Thursday, November 25, 2021 4:00 pm - 4:00 pm EST (GMT -05:00)

Please Note: This seminar will be given online.

Statistics & Biostatistics seminar series

Emanuele Giorgi
Lancaster Medical

Link to join seminar: Hosted on Zoom

A model-based geostatistical framework for analysing malaria school survey data with missing residence locations

Background.  School-based sampling has been used for decades in Sub Saharan Africa (SSA) to inform the targeted responses for malaria and several neglected tropical diseases. Standard model-based geostatistical (MBG) methods for mapping  disease prevalence use the school location to model the spatial correlation structure of the data. In this paper, we question this assumption and develop a novel framework that allows us to account for the uncertainty in the location of the residence of the students.

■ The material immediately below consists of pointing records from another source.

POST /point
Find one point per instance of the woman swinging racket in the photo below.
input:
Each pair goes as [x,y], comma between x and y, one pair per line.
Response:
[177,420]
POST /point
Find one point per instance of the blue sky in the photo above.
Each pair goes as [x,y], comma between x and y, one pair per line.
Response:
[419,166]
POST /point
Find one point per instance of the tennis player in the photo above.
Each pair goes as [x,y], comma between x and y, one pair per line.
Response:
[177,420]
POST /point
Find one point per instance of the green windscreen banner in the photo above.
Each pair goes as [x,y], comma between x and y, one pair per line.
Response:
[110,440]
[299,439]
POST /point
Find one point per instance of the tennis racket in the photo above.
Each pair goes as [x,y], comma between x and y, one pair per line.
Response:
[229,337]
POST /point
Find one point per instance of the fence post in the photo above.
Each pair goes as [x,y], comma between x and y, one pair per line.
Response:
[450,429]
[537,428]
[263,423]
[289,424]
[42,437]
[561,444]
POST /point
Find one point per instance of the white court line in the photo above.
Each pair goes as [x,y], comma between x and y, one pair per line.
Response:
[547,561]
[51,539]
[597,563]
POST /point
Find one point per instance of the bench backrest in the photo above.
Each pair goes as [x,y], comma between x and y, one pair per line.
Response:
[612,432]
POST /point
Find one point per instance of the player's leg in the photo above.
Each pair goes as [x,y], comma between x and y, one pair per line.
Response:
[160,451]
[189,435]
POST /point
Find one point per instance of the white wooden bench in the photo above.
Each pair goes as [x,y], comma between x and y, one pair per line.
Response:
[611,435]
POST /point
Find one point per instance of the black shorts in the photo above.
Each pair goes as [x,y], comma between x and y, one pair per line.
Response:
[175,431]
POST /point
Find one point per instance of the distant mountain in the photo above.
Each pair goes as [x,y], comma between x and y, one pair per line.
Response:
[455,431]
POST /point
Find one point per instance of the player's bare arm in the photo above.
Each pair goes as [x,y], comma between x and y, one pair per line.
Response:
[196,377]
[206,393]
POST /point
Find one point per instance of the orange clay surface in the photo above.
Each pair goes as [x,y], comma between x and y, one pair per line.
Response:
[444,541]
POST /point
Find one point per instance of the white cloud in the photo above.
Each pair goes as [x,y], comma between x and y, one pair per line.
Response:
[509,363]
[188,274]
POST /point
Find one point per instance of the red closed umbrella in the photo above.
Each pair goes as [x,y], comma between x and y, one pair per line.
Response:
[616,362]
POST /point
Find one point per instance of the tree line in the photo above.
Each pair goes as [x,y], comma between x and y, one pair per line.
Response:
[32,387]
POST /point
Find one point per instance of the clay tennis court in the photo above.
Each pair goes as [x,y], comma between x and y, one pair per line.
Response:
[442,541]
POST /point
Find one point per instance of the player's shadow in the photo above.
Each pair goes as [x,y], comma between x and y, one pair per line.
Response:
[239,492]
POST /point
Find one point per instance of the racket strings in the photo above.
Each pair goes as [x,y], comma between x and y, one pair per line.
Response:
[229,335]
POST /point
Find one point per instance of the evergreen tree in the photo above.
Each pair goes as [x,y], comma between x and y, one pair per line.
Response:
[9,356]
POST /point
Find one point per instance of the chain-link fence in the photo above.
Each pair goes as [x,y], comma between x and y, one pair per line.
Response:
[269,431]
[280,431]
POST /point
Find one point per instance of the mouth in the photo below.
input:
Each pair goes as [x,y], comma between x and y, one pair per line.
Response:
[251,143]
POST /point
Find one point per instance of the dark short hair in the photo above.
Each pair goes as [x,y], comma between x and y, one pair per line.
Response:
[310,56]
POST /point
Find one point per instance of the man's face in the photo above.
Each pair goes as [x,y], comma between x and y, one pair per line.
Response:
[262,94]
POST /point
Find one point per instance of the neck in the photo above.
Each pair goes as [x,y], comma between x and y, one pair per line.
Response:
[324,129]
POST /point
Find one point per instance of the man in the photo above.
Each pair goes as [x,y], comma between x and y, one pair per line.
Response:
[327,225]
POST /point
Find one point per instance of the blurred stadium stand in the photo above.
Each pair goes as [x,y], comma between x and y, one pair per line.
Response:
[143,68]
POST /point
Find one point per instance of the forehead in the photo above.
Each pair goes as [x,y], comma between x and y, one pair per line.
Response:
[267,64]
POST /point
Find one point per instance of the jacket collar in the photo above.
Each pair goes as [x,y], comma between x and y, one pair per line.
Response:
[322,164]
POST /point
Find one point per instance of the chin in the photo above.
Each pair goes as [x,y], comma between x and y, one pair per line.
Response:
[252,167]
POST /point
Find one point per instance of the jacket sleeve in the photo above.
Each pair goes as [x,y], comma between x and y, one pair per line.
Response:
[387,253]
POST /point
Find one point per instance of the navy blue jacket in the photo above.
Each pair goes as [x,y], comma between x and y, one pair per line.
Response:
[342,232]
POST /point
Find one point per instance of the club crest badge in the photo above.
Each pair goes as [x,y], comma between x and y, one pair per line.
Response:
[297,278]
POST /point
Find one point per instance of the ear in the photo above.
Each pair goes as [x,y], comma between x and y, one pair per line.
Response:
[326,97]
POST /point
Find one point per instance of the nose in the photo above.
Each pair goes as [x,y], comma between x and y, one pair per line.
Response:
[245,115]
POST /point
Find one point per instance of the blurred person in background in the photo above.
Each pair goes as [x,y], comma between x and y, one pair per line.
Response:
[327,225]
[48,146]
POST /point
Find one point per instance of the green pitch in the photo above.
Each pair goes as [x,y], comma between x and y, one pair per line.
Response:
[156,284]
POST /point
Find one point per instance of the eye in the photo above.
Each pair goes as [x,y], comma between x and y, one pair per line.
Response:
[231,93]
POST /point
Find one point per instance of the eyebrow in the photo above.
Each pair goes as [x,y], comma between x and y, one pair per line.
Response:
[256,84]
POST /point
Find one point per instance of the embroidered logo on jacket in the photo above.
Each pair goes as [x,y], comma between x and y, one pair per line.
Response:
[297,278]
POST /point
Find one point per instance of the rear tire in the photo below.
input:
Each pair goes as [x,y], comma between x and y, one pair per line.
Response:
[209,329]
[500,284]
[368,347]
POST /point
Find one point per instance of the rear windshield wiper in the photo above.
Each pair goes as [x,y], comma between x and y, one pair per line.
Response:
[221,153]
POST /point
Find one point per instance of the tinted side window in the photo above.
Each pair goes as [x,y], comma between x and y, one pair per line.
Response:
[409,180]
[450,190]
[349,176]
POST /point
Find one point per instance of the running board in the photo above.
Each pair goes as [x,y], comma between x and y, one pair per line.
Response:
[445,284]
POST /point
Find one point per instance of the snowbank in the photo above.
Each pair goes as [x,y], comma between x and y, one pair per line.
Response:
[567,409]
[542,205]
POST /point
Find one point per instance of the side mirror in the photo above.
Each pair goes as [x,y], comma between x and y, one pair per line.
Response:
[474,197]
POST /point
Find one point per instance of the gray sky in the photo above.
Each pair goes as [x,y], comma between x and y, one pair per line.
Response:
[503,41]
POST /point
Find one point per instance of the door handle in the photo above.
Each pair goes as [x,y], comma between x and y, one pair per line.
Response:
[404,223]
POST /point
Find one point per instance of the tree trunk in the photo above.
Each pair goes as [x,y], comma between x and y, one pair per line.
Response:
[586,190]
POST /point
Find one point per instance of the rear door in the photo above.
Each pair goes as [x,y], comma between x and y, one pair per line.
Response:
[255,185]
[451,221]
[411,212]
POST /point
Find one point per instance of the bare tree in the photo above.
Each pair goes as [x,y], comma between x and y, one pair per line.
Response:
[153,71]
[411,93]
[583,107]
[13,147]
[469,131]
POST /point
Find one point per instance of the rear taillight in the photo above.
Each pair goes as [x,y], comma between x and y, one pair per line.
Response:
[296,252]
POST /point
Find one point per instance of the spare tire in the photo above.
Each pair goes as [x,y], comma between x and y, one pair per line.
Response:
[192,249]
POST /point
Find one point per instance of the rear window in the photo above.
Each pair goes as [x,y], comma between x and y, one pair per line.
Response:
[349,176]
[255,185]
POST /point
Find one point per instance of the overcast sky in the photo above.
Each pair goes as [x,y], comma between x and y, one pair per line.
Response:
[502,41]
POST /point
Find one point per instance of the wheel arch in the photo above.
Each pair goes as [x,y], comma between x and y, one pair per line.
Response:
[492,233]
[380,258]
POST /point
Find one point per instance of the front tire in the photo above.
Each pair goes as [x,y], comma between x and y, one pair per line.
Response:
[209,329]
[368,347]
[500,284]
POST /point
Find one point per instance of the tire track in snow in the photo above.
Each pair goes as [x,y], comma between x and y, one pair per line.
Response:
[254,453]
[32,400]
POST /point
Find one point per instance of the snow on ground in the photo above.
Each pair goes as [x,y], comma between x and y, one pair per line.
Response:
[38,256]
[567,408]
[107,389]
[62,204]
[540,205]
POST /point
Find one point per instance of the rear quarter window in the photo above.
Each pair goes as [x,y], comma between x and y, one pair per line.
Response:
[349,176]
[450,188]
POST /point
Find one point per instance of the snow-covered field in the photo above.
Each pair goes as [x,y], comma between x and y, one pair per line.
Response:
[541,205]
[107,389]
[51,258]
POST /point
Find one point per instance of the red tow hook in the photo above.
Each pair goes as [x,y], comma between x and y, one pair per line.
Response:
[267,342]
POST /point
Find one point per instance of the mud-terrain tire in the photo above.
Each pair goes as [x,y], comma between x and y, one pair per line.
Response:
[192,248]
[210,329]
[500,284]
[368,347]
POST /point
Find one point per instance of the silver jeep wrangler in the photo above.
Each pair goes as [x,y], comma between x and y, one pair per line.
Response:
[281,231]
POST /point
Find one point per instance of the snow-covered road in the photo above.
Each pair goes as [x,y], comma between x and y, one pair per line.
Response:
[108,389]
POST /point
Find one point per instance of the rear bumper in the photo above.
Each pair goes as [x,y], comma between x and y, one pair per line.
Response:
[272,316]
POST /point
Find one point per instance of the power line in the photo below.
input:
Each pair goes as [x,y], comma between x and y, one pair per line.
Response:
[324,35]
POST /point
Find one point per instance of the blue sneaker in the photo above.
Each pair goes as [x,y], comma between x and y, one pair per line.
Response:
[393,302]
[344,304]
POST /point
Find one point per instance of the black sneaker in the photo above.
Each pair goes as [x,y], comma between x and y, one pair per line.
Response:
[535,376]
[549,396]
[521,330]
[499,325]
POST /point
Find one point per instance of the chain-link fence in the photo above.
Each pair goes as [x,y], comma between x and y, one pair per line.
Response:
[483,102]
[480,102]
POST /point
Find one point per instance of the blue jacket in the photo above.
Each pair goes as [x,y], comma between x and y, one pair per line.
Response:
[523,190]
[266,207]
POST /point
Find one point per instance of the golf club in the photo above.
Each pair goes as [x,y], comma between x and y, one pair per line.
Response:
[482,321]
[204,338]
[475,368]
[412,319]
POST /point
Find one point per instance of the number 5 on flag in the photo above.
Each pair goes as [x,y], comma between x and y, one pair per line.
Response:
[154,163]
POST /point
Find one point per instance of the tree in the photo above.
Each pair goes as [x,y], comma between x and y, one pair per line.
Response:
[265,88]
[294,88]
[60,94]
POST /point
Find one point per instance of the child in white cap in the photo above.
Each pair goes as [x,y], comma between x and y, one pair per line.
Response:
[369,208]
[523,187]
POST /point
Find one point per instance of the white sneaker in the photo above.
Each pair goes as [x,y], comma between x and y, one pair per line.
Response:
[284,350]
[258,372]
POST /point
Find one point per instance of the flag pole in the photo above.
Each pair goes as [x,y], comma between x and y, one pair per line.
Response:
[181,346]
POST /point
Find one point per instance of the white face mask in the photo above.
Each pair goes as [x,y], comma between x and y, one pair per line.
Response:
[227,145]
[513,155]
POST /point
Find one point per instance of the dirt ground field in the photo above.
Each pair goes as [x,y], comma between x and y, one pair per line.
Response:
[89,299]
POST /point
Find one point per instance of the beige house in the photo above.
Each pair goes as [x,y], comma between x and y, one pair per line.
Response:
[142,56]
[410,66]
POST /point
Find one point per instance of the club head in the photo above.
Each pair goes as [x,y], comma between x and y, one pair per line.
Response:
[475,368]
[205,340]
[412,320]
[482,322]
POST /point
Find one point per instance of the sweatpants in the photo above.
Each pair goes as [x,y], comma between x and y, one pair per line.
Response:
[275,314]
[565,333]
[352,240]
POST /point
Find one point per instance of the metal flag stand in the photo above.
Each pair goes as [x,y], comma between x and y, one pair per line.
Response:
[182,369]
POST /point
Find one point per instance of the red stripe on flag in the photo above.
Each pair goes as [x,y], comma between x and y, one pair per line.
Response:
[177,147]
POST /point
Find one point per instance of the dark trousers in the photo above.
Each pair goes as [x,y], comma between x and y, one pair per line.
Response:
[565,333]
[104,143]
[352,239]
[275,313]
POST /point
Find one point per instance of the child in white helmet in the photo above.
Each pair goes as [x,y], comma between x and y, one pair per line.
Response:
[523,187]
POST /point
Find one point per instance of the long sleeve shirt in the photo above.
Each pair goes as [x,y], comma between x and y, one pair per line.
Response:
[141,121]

Methods. We develop three school catchment area (SCA) models that assume different modes of travel to school of the students: walking only (W); walking and bicycling (WB); walking and use of motorized transport (WM). We propose a computationally efficient approximation of the spatial Gaussian field and a Monte-Carlo maximum likelihood method for parameter estimation.

We then compare the resulting predictive inferences of these models with two standard approaches, both of which use the school locations to model the spatial correlation in the data but make different use of the covariates: the SL model uses covariates values extracted at the school school location; the SLCA averages values of the covariate within a given radius centred at the school location.

Results. The size and the shape of SCAs showed moderate variation across the three travel scenarios. The predicted malaria prevalence was heterogeneous across the area for all five models. The prevalence ranged between 0.06% and 69.2% for the SL and SLCA models, and between 0.06% and 77.6%, 75.1%, 75.6% for the W, WB and WM models, respectively. The SL and SLCA models had 43.3% and 43.0%  of the school going children living in areas with a predicted prevalence below 30%, respectively. For the W, WB and WM models, these were 44.3%, 44.6% and 43.5%, respectively. The models accounting for location uncertainty (W, WB and WM) showed stronger spatial heterogeneity in the predicted prevalence and int exceedance probabilities than the SL and SLCA models.

Conclusions. The proposed modelling framework allows to generate predictive maps of disease prevalence that account for the uncertainty in the location where exposure occurs. Accounting for location-uncertainty is essential for both prediction of disease prevalence and for unbiased estimation of the relationship between prevalence and spatially referenced explanatory variables.